Phil Rosenthal, Everybody Loves Raymond creator, has tried multiple times to pitch a reunion special but hasn't had much luck bringing the Barones back to primetime. Have you ever wondered if Ray Barone is still writing about sports for Newsday? Well, apparently neither has anyone else. Most networks gave some reboot or re-imaging of old franchises. Recently Kung Fu, Magnum PI, Hawaii 5-0, Walker, and the upcoming The Wonder Years are testing tread on these well-worn tires. Rosenthal is apparently having a tough time getting anyone to consider doing a reunion special with the likes of Ray Romano and Patricia Heaton. On an upcoming episode of SiriusXM's Pop Culture Spotlight With Jessica Shaw airing Tuesday, Rosenthal told listeners there have been "no takers" for a reunion special of the hit sitcom that aired from 1996 to 2005 on CBS.
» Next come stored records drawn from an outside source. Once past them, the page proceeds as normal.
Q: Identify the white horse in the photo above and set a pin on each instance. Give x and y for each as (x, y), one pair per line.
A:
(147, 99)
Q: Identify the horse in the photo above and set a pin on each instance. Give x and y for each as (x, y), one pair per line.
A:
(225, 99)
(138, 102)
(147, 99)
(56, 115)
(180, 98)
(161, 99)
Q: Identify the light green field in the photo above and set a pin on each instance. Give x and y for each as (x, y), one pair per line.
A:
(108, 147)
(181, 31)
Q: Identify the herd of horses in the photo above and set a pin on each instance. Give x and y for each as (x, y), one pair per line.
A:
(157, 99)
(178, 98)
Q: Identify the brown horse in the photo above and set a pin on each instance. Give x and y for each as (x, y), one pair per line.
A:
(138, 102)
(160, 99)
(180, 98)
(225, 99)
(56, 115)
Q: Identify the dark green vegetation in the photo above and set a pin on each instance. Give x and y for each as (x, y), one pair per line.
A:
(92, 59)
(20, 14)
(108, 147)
"Here's what I really can't believe," Rosenthal told host Shaw. "I've pitched to now a couple of different places. We can do a reunion special. We can tell stories of the things that have happened to us at home, and then show a clip of the Raymond episode, and I think it will be entertaining and funny and you'll get a chance to catch up with the cast as they are now. And it seemed to work for 'Friends' and, uh, no takers. Not yet. Maybe someone will hear this and say, 'Hey, this seems like a no-brainer.' I think people like the show, I think they would like to see the cast together. Again, I think they would like to revisit some of the highlights and outtakes from the show."
"Listen, this is the business we've chosen for ourselves," continued Rosenthal. "As they say in 'The Godfather', there's no, there's no rhyme or reason to anything. If they, if they see money, they go for the money. If they see demographics that they want, they go for that … I'm not singling out any network. There are plenty of entities who have been involved with the show that could do a reunion show and a reunion special, which certainly doesn't cost as much as producing a real episode of a show. It's people sitting in chairs, and then you have clips."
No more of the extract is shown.